Our friend Dr Ola Westengen just sent us this post on a paper that he’s just had published. Keep it up, Ola, and thanks.
In a new study published in PNAS this week we stand on the shoulders of Jack R. Harlan et al. and take a molecular approach to test some interesting hypotheses on the factors shaping diversity in sorghum. In the book Origins of African Plant Domestication, from 1976, Harlan and Stemler summarized findings from their Crop Evolution Laboratory at Illinois University and proposed that the five basic “races” of sorghum identified were associated with language distribution in Africa: “Guinea is a sorghum of the Niger-Congo family, kafir a Bantu sorghum.
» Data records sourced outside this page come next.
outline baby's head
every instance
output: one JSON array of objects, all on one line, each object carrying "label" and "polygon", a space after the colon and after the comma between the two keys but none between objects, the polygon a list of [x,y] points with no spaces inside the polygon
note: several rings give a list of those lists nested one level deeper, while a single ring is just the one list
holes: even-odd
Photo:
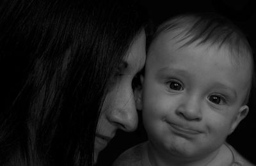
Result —
[{"label": "baby's head", "polygon": [[246,38],[221,17],[186,15],[161,25],[142,96],[156,151],[185,160],[216,152],[247,115],[253,68]]}]

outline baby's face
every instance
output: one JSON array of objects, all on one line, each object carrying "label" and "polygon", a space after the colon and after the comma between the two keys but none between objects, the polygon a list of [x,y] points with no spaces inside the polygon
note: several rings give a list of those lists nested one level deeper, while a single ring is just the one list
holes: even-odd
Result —
[{"label": "baby's face", "polygon": [[250,66],[225,47],[180,48],[186,41],[172,37],[161,34],[149,50],[143,123],[158,151],[190,160],[217,149],[247,114]]}]

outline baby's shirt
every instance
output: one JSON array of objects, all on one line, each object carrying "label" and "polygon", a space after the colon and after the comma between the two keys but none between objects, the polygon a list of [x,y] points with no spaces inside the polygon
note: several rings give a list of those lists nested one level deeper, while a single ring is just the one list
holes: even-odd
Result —
[{"label": "baby's shirt", "polygon": [[113,166],[151,166],[147,154],[147,143],[136,145],[123,153]]},{"label": "baby's shirt", "polygon": [[[147,153],[148,142],[136,145],[124,152],[115,161],[113,166],[151,166]],[[255,166],[243,158],[230,144],[225,144],[233,155],[233,162],[230,166]]]}]

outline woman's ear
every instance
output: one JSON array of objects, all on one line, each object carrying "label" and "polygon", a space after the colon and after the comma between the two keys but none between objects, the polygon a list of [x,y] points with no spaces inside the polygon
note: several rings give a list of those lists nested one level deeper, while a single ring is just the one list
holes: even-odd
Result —
[{"label": "woman's ear", "polygon": [[134,90],[134,100],[135,100],[135,105],[137,110],[142,110],[142,93],[143,93],[143,87],[142,85],[143,83],[143,76],[140,75],[140,86],[136,86]]},{"label": "woman's ear", "polygon": [[239,124],[239,123],[247,116],[248,112],[249,107],[247,105],[244,105],[240,107],[236,116],[231,124],[229,134],[231,134],[235,130],[236,127],[238,126],[238,124]]}]

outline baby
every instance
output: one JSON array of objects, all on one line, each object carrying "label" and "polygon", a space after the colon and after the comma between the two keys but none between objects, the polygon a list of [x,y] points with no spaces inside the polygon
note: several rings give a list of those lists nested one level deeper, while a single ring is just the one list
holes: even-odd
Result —
[{"label": "baby", "polygon": [[148,141],[114,165],[253,165],[225,142],[249,111],[253,69],[246,38],[226,19],[191,14],[163,23],[136,92]]}]

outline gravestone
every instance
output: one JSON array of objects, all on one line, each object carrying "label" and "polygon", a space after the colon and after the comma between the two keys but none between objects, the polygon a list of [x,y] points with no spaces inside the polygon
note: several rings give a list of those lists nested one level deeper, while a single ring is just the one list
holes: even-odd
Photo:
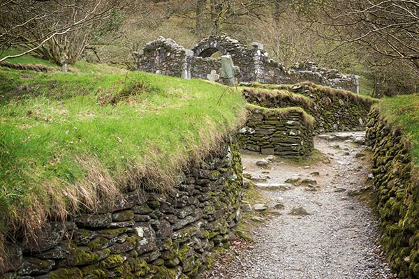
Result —
[{"label": "gravestone", "polygon": [[240,75],[240,69],[238,66],[234,66],[231,56],[223,55],[221,56],[220,76],[226,80],[227,85],[236,86],[239,75]]},{"label": "gravestone", "polygon": [[216,73],[216,70],[211,70],[211,73],[207,75],[207,78],[212,82],[216,82],[220,79],[220,75]]}]

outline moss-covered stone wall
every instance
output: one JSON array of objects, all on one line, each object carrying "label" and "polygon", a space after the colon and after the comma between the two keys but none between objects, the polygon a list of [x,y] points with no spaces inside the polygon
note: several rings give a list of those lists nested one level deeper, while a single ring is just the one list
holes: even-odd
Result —
[{"label": "moss-covered stone wall", "polygon": [[242,172],[237,144],[223,144],[169,193],[127,193],[112,210],[50,223],[34,243],[10,239],[0,278],[196,278],[234,237]]},{"label": "moss-covered stone wall", "polygon": [[[263,86],[253,84],[254,86]],[[269,108],[290,106],[303,108],[314,117],[316,134],[334,131],[360,130],[365,128],[367,115],[374,101],[349,91],[316,85],[311,82],[294,86],[267,85],[277,93],[263,89],[244,89],[248,103]],[[302,98],[305,97],[305,98]]]},{"label": "moss-covered stone wall", "polygon": [[247,105],[246,126],[240,130],[244,150],[298,158],[313,149],[311,116],[300,107],[268,109]]},{"label": "moss-covered stone wall", "polygon": [[369,114],[367,141],[372,149],[374,189],[381,243],[400,278],[419,278],[419,183],[418,168],[402,133]]}]

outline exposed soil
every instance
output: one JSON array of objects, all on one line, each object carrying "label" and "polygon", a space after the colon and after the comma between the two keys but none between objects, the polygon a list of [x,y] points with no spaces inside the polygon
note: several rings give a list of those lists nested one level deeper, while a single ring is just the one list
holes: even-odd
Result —
[{"label": "exposed soil", "polygon": [[317,137],[323,156],[311,165],[274,160],[264,168],[256,162],[266,156],[243,154],[244,172],[270,197],[269,213],[254,243],[233,241],[203,278],[397,278],[380,250],[376,218],[353,195],[368,176],[363,135]]}]

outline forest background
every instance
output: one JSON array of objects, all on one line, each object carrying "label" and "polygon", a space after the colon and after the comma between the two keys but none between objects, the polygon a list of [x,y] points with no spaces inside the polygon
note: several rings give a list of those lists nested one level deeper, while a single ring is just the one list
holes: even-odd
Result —
[{"label": "forest background", "polygon": [[416,0],[0,0],[0,61],[30,52],[133,69],[133,52],[159,36],[191,48],[227,35],[288,66],[358,75],[374,96],[419,91]]}]

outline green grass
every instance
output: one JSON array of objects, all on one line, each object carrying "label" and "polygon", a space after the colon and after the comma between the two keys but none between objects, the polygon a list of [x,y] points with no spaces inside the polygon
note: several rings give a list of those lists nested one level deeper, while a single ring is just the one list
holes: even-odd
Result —
[{"label": "green grass", "polygon": [[136,187],[164,191],[245,115],[235,90],[140,72],[0,68],[0,227],[8,229],[39,229]]},{"label": "green grass", "polygon": [[409,140],[413,162],[419,165],[419,95],[385,98],[378,106],[381,115]]}]

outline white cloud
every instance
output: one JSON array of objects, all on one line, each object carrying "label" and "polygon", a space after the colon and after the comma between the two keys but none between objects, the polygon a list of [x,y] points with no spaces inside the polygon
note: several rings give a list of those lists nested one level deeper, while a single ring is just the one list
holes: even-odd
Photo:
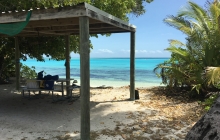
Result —
[{"label": "white cloud", "polygon": [[162,53],[162,51],[160,51],[160,50],[156,50],[156,52],[157,52],[157,53]]},{"label": "white cloud", "polygon": [[98,51],[102,53],[114,53],[113,51],[108,50],[108,49],[99,49]]}]

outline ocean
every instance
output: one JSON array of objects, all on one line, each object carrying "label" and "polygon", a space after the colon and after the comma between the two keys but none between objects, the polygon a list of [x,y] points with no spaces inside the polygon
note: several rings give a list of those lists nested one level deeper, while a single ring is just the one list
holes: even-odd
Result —
[{"label": "ocean", "polygon": [[[153,69],[157,64],[168,58],[136,58],[135,59],[135,86],[152,87],[160,86],[161,79],[156,76]],[[44,75],[59,75],[65,78],[65,61],[46,59],[39,62],[34,59],[22,61],[27,66],[34,66],[36,72],[44,70]],[[80,84],[80,59],[72,58],[70,61],[71,78]],[[130,59],[129,58],[90,58],[90,86],[121,87],[130,84]]]}]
Durra follows the Afro-Asian family fairly closely, and caudatum seems to be associated with the Chari-Nile family of languages” (p. 476). This kind of crop-language co-distribution would be in support of the contested farming-language co-dispersal hypothesis (by Diamond and Bellwood). Genetic studies have hitherto not directly explored the molecular support for this sorghum-language co-distribution hypothesis — maybe because such studies have found “little correspondence between races and marker-based groups” (Billot et al.).
We let go of the race concept and based on molecular markers we modelled the population structure in a panel of 200 ICRISAT accessions with a broad geographic origin. We identified a pattern that is in strong support of the notion that sorghum diversity and ethnolinguistic groups are associated in Africa. We identified three major sorghum populations: a Central population co-distributed with the Nilo-Saharan language family; a Southern population co-distributed with the Bantu languages; and a Northern population distributed across northern Niger-Congo and Afro-Asiatic language family areas.
A case study of the seed system of the Pari people, a group descending from the proposed first Nilo-Saharan sorghum cultivators, living in today’s South Sudan, provides a window into the social and cultural factors involved in generating and maintaining the pattern seen at the continental scale. We show that the age-grade system, a cultural institution important for the expansive success of this group in the past, governs the traditional sorghum seed system in a way that maintains the Pari sorghum landraces as a metapopulation. Thus, we can make Harlan and Stemler’s words as ours: “It has been our observation that the races of sorghum are intimately associated with the cultivators who grow them.”
So Harlan et al. are our main references, but how did we start thinking along these ethnolinguistic lines in the first place? Well, like many others in the community we regularly read this excellent blog.